In sharing this account of the Pharisee and the tax collector, the great danger from which Jesus would rescue us is that when we are Pharisees, we cannot be justified. You cannot claim salvation and forgiveness of sins when you see yourself as better than everyone else around you! The one who walked out of the Temple with a right relationship with God was not the guy who saw himself as holy. St. Luke records that Jesus told this parable to those who thought they were righteous and who looked down on others.

The Pharisee and the Tax Collector teach us that there are really only two kinds of religion in this world. In the religion of the Pharisee, it's all about what we do and how we make ourselves look to God. The religion of the Pharisee is a popular religion because it makes the individual look good. Here's what I've done. Here's what I've accomplished. Brothers and sisters in Christ, if that's your day-to-day religion—and you can't deny that it is—then repent! Repent and recognize that such a way of thinking leaves no room in your life even for God Himself!
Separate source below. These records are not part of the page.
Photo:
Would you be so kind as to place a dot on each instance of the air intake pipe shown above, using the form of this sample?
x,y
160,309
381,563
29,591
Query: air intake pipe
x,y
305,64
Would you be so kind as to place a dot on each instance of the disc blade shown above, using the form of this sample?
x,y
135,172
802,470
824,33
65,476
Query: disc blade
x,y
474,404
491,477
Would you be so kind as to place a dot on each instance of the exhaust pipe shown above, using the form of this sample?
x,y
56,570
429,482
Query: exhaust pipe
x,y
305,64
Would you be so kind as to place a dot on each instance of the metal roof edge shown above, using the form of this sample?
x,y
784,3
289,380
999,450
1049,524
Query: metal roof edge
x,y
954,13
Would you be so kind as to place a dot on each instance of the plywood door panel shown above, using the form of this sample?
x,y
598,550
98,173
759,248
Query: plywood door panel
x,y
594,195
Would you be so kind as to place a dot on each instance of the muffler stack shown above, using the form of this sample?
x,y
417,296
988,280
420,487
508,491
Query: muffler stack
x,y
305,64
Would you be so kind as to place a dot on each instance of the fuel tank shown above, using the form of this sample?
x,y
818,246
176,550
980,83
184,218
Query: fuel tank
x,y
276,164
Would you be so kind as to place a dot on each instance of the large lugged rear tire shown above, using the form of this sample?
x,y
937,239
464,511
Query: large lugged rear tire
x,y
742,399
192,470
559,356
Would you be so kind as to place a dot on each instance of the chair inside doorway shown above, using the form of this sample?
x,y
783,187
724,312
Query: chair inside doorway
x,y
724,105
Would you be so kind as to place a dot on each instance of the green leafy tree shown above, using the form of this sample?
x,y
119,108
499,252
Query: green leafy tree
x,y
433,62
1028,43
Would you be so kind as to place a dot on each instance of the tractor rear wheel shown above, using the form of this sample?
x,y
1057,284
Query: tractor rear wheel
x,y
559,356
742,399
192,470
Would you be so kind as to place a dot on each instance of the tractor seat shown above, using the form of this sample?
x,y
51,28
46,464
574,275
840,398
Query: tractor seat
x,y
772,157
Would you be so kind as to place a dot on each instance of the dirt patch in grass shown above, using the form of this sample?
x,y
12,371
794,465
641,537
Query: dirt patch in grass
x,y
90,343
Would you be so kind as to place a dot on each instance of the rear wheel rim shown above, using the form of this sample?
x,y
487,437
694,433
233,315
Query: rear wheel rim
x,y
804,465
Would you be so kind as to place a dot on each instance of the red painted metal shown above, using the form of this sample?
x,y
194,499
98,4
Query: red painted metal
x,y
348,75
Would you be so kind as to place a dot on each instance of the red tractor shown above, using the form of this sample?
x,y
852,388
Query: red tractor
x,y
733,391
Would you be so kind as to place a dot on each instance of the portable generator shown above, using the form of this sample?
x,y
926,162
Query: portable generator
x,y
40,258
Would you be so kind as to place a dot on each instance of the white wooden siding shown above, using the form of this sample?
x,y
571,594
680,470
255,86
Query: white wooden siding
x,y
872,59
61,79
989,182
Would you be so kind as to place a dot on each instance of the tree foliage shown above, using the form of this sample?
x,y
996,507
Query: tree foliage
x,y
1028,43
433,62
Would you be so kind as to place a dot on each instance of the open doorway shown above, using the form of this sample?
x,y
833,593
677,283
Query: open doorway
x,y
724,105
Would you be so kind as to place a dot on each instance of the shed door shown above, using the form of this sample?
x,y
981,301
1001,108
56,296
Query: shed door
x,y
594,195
The Tax Collector show us the other kind of religion. He came before the Lord and confessed that he was nothing: he was worth nothing, and he could do nothing to save himself. All he had was God's promise that He would send a Savior. That was his only hope. He didn't even look up to heaven. He cried out, "Lord, have mercy upon me, a sinner." He walked out with His sins forgiven because he relied on God's mercy alone. The Pharisee wanted no mercy from God; he had already justified himself by his pride.

Two kinds of religion means two kinds of Jesus. In the Pharisee's religion, Jesus is nothing but a teacher of wisdom and good works. Jesus is the one who is supposed to pat good people on the back. But in truth, the only Jesus for those believe that way is the Jesus who will stand in the Last Day in all of His eternal glory and burns to ashes all who behold His face in their sinfulness. Indeed, brothers and sisters, if you think you are better than anyone else, more holy, more religious, then just make sure you can prove it when you stand before the Judge. But the Law will testify against you; your condemnation will be swift and certain! For the Tax Collector there is another kind of Jesus. He is the Son of God who was born of the Virgin and lay in a manger. He is the Son of God who patiently taught His disciples. He is the Son of God who allowed Himself to be captured and nailed to a cross. For the Tax Collector and for every other sinner who acknowledges their wretchedness, He is the Jesus who takes their place on the cross and bleeds and dies for them. This is the Jesus who delivers the forgiveness of sins. This is the Jesus in the water of Baptism. This is the Jesus who is present, body and blood, in the Supper.

Let us learn to count ourselves as nothing, for it is Christ who makes us into something—and what’s more, something holy and precious. Because of what Jesus has done and given to you, you are numbered with the Tax Collector who had nothing in himself but sin, but who in Christ is filled to overflowing with all of the Lord's holy and saving and everlasting gifts! And so like the Tax Collector you go away from this temple today justified in Christ. In the name of the Father and of the Son (+) and of the Holy Spirit.  Amen.

The peace of God which passes all understanding will keep your hearts and minds in Christ Jesus always.  Amen.